The 2018 Walk is along the Howsatunnuck River (Housatonic) with Headwaters in Massachusetts and New York, running down through the Berkshires and Central Connecticut to the Long Island Sound.

This river was suggested to Grandmother Carole by Micah Big Wind Lott, who was supporting actions against the illegal extension of a fracked gas pipeline in the Otis State Forest in western Massachusetts. It is mind-boggling to comprehend the poison in this river, given the pervasive gorgeousness of the landscape. Fishermen, kayakers, and tourists gawk at the beauty. But what do they make of the signs warning of fish you cannot eat and water you cannot enter, should not even touch?

Sachem Hawk Storm, of the Schaghticoke, admitting to his daughters that he licks rocks.
Sachem Hawk Storm, of the Schaghticoke, admitting to his daughters that he licks rocks.

One evening on the Walk, we were treated to a cozy dinner with Schaghticoke Sachem Hawk Storm and his family. Grandmother and Hawk spoke of many things, but mostly we laughed. Some of the more serious topics included the inadequacy of the English language for conveying the sacred nature of water, the absence of a discrete word for time in some indigenous languages, and being heyoka. At one potent moment, Hawkstorm emphasized that we (humans) are water. The emphasis on language—how to say things properly—seemed (to me/nerdy white grrl) similar to the prayer Grandmother has taught us to offer whenever we cross a waterway: seeking permission to cross.

We ask permission, she explains, because water can either be soft and gentle or hard and forceful. The gesture of asking could be literal, yet it is the ritual of asking that is most significant because it is about an orientation to the water. Seeking permission is a way of showing respect and remembering relationship—of affirming kinship and connection of humans and water. Language and language use is also about orientation: soft and gentle or hard and forceful.

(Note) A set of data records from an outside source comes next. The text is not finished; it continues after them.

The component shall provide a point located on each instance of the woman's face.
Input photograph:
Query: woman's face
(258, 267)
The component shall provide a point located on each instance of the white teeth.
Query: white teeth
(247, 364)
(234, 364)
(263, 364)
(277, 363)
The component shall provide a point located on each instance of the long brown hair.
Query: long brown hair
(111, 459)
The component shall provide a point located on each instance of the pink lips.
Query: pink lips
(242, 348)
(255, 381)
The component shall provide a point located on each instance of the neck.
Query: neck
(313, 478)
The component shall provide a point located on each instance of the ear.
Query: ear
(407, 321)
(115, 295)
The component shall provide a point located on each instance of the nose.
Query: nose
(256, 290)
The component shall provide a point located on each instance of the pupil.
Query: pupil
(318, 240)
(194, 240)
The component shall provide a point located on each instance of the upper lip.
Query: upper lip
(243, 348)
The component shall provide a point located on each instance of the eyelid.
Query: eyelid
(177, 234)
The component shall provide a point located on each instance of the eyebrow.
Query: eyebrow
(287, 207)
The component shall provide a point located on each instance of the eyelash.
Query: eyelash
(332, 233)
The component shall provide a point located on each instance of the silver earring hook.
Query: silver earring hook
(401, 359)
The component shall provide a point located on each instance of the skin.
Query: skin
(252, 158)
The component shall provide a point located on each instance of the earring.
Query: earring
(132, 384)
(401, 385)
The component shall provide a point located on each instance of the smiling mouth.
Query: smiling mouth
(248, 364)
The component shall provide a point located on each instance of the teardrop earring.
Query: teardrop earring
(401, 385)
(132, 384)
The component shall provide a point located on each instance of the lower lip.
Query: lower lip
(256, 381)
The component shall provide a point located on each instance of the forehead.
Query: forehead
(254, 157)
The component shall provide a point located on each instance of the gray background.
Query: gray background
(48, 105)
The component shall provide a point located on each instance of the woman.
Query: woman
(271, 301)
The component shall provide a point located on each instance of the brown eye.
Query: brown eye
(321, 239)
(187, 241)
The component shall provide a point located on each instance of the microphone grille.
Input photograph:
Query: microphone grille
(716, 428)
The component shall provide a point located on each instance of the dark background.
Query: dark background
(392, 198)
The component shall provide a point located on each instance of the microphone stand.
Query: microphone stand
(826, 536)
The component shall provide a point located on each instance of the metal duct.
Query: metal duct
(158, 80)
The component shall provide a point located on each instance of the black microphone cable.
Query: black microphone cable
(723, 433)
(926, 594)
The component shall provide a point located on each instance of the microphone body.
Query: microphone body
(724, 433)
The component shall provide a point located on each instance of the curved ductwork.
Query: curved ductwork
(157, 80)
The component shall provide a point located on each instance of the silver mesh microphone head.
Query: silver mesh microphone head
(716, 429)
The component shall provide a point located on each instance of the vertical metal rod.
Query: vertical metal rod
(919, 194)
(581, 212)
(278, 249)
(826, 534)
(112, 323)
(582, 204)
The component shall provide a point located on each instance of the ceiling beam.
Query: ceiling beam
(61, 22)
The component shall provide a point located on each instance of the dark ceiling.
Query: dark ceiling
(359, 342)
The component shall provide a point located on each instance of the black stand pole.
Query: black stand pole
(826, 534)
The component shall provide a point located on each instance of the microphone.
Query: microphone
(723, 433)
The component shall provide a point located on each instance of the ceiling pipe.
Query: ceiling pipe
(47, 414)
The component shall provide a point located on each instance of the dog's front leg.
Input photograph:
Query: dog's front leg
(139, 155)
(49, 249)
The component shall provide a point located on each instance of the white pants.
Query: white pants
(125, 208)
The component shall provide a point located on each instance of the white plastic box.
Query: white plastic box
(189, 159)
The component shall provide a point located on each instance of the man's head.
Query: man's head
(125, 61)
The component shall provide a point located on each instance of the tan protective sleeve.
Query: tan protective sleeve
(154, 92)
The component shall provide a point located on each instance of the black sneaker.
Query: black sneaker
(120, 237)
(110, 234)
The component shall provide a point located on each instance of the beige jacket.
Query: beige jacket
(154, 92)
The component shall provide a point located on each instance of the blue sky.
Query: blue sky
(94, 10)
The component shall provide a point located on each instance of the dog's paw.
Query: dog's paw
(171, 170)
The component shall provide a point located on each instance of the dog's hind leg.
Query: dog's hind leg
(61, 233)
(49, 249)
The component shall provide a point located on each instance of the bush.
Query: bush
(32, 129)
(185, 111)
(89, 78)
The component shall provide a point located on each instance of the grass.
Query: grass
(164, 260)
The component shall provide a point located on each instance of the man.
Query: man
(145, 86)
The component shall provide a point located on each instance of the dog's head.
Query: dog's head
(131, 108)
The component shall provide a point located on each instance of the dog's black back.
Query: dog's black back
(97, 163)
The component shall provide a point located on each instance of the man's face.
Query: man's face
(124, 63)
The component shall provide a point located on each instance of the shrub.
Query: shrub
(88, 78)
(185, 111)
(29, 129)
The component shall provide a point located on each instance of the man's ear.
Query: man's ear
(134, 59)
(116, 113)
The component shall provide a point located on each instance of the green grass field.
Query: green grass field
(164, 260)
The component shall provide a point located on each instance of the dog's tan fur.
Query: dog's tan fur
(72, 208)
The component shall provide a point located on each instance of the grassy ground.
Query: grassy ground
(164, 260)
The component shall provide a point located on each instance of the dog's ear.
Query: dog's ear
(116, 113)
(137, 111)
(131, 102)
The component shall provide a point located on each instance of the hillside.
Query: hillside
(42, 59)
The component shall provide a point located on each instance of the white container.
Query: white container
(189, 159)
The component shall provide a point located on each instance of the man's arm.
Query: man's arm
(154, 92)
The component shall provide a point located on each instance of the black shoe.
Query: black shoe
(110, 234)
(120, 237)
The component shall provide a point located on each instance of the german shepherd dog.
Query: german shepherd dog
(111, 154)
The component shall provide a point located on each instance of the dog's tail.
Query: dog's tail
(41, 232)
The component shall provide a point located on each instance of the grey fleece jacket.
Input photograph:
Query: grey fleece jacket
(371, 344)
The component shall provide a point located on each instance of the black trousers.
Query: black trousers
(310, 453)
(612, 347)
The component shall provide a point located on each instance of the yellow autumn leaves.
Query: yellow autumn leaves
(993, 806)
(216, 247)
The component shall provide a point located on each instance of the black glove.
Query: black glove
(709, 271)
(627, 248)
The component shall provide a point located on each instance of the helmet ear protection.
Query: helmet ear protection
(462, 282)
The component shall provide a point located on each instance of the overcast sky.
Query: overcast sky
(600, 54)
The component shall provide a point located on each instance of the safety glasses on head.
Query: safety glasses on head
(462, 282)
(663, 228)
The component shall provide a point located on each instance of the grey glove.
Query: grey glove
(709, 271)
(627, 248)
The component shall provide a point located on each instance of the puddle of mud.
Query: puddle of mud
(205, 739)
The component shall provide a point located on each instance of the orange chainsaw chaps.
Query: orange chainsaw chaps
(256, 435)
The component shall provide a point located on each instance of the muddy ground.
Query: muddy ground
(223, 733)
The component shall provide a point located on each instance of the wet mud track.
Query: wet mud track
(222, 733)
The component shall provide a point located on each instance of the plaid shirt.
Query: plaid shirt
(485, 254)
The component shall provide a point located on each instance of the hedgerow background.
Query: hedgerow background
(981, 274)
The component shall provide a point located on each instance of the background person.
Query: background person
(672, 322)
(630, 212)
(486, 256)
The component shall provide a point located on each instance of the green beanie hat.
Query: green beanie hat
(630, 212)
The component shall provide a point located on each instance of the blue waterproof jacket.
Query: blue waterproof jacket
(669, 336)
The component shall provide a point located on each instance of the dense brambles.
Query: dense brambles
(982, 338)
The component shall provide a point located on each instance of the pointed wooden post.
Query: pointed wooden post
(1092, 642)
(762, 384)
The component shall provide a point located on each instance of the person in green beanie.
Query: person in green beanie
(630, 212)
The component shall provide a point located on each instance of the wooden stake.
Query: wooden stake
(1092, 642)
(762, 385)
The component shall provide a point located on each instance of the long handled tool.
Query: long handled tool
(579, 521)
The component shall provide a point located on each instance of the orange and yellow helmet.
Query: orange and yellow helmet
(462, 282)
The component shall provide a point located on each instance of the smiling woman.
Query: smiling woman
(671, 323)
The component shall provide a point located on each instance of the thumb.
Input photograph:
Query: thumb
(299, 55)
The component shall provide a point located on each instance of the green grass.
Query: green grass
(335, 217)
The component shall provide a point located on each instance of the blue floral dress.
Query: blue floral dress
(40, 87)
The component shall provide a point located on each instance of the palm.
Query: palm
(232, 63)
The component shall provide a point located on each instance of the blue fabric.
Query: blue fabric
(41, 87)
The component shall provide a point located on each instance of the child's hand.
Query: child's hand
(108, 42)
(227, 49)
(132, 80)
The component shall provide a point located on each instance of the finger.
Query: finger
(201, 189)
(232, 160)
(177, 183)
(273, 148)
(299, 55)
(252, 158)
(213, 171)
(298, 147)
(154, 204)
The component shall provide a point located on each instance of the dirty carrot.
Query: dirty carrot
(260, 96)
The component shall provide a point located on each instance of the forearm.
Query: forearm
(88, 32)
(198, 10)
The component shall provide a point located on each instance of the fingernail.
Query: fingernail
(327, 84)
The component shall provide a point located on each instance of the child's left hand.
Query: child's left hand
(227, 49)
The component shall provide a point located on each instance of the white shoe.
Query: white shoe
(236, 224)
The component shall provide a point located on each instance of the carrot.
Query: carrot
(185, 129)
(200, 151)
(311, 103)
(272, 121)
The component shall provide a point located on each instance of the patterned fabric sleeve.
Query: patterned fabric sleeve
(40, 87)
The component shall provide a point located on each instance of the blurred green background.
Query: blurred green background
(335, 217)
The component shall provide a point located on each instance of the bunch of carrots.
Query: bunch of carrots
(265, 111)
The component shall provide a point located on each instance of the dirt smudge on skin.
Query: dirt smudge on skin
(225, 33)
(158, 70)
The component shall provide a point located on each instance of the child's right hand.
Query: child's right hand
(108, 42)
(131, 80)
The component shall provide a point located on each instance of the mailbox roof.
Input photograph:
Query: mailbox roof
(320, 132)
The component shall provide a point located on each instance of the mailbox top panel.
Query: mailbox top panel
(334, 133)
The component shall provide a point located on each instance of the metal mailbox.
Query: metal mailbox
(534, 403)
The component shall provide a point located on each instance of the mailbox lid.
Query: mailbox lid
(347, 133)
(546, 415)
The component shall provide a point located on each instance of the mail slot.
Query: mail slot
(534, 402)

For a few millenia, the hard aspect of language has sent us spiraling toward disaster. We must re-orient ourselves, somehow, so that we can slow and divert the onrush. Humans have two unique tools for this task: our languages and our cultures. Spending a month walking 220 miles in the company of a river will not automatically cleanse it of pollutants or free it from dams. But devoting such time to thinking about and caring for the water is a way to signal the intention of doing whatever it takes to ensure this water is clean and free-flowing for the next seventh generation.